Friday, January 22, 2010

The Internet is a Cesspool

A cesspool in which spawns some of the worst people or writing. I was going over my blog roll and reading through Neil Gaiman's blog when I read something a little confusing and concerning. Basically Neil Gaiman was attempting to apologize for offending some people for using the word "bitch" in the context, "I'm nobody's bitch." He also mentioned his frustration with the subject and decided to leave it be. I didn't exactly know what was going on, but thought I'd investigate and see what merited all the fuss. Little did I know I would stumble across the some of the most hateful and blatantly wrong comments. I just got so angry and spent all this time and effort writing a response that couldn't be posted to the site where all the fuss supposedly began. Neil Gaiman is a writer I extremely respect and enjoy reading. I became furious when I saw him being pegged as an insensitive, sexist pig and then to further see his work being diminished and called sexist and his fiance's character being dragged into the argument! I wrote a response, but didn't post it to the site because 1) comments on the topic are closed 2) no one would listen; they're far too stuck in their own opinions. I'm posting the comment followed by my response. My comment is not the most eloquent or polite, but I'm not trying to sway anyone. It's quite obvious to anyone with common sense, Gaiman's words have been grossly misinterpreted.

Today in Rape Culture
[Trigger warning.]

Smack in the middle of a new profile of Neil Gaiman in The New Yorker:

He was one of the first writers to have a blog—he started it in 2001, and had, at last count, some 1.4 million readers—and he often posts to his Twitter feed a dozen or more times a day. He attributes his recent No. 1 débuts to his ability to communicate directly with his fans: he tells them to buy a book on a certain day, and they do. "It means I'm nobody's bitch," he told me.

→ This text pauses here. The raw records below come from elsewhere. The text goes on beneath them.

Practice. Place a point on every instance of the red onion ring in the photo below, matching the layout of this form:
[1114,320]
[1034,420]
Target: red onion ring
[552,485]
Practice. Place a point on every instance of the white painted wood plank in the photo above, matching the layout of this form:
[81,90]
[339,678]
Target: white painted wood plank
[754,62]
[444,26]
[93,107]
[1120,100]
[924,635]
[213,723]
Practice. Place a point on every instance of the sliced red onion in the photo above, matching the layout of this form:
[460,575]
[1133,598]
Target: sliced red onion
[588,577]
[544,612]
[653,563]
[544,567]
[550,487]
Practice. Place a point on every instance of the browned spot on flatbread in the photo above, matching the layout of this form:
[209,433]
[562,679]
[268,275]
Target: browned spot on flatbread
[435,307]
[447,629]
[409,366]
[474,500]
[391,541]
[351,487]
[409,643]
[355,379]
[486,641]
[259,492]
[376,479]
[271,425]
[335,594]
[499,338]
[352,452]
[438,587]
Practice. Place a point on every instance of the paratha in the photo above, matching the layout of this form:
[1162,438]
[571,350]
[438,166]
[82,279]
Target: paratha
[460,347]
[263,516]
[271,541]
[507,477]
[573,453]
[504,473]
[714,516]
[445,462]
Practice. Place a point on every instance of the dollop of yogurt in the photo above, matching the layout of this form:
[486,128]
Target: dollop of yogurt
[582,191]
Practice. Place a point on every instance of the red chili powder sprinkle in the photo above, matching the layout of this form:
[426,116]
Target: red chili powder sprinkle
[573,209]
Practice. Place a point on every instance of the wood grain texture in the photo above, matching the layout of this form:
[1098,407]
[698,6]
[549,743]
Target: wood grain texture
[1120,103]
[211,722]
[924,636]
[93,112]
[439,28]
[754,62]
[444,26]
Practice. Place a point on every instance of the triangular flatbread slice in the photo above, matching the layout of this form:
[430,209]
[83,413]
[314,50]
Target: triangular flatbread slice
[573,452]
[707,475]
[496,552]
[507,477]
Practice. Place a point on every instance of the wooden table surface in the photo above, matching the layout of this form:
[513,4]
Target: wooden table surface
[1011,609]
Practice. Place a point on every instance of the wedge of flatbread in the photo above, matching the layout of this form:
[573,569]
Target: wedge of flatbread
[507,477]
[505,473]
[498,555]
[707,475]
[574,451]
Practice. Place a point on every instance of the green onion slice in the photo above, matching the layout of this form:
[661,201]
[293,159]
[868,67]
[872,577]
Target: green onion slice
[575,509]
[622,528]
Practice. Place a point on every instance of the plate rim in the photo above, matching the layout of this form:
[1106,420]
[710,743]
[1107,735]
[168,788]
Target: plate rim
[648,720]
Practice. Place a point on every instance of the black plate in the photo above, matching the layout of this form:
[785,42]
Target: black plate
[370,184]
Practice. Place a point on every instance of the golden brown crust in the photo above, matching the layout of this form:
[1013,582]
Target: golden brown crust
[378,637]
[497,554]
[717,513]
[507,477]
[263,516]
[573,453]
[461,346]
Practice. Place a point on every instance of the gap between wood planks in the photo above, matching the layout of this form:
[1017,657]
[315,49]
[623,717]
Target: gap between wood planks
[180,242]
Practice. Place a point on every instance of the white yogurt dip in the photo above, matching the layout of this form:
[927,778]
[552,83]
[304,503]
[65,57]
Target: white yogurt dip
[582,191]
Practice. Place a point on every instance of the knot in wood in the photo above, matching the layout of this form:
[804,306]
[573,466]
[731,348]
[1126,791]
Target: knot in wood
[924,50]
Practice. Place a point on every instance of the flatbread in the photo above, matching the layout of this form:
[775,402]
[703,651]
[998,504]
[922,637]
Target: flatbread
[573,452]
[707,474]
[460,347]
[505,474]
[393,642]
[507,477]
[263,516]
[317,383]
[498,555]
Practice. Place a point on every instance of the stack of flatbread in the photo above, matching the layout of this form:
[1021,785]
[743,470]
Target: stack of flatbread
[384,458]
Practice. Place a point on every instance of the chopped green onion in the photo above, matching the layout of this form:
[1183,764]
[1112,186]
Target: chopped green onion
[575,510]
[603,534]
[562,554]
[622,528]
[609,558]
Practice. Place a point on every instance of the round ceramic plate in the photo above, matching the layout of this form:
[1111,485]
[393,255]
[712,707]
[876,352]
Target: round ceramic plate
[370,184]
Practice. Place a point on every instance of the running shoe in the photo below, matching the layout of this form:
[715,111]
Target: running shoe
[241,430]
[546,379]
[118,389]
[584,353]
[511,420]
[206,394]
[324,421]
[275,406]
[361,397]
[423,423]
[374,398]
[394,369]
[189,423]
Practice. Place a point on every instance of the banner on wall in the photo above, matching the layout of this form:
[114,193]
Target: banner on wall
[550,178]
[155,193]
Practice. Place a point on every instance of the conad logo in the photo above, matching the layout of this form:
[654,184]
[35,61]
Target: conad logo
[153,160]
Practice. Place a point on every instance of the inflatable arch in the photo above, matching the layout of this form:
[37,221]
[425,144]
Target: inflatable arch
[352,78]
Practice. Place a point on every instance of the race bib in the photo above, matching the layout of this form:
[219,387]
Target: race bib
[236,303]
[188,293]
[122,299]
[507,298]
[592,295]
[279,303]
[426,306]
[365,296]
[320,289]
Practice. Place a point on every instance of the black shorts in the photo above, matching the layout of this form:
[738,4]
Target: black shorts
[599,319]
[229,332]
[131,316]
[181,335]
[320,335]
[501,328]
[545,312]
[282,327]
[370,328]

The hat tip goes to Latoya, who notes in her piece that Gaiman's success is largely attributable to "his wide appeal to female readers," which makes his use of misogynist slurs all the more tragic.

But let us be honest: The use of "bitch" here is not merely a misogynist slur. To be someone's "bitch" is to be sexually subservient to hir, and the phrase is typically associated with nonconsensual sexual subservience, i.e. rape. (Specifically, it originates with prison rape.)

I understand, quite keenly, the value of being a writer who is able to communicate directly with hir readership. That is a priceless freedom.


Mr. Gaiman, I have been a writer beholden to other people with agendas, constrained in my work by forces I could not control. I have also been someone's "bitch." And they are not the same thing.

Not at all.

My Response:

Dear People on the Internet:
CHILL THE F' OUT & stop being a bunch of haters! Neil Gaiman when he said, "I'm nobody's bitch" did NOT use the term in a derogatory, misogynistic sense in which he implied sexual subservience or rape! The term has become colloquial and been reappropriated. That is no excuse to bash him or his writing. How does using the term in that way undo all the good work he did and strong female characters he wrote? And how does that minimalize the experience of rape?! You're all being f'ing ridiculous! He really shouldn't have to defend himself against your stupidty. Are you currently jumping down every person who says the word "bitch" 's throat? Please go out, track down and start personally attacking everyone who uses the word; don't just single one person out because he's famous. Neil Gaiman is not a dumbass; he doesn't need to be educated as to what the word "bitch really means." He is a brilliant writer and surely has more important things to concern himself with then someone's twisted misinterpretation of his words.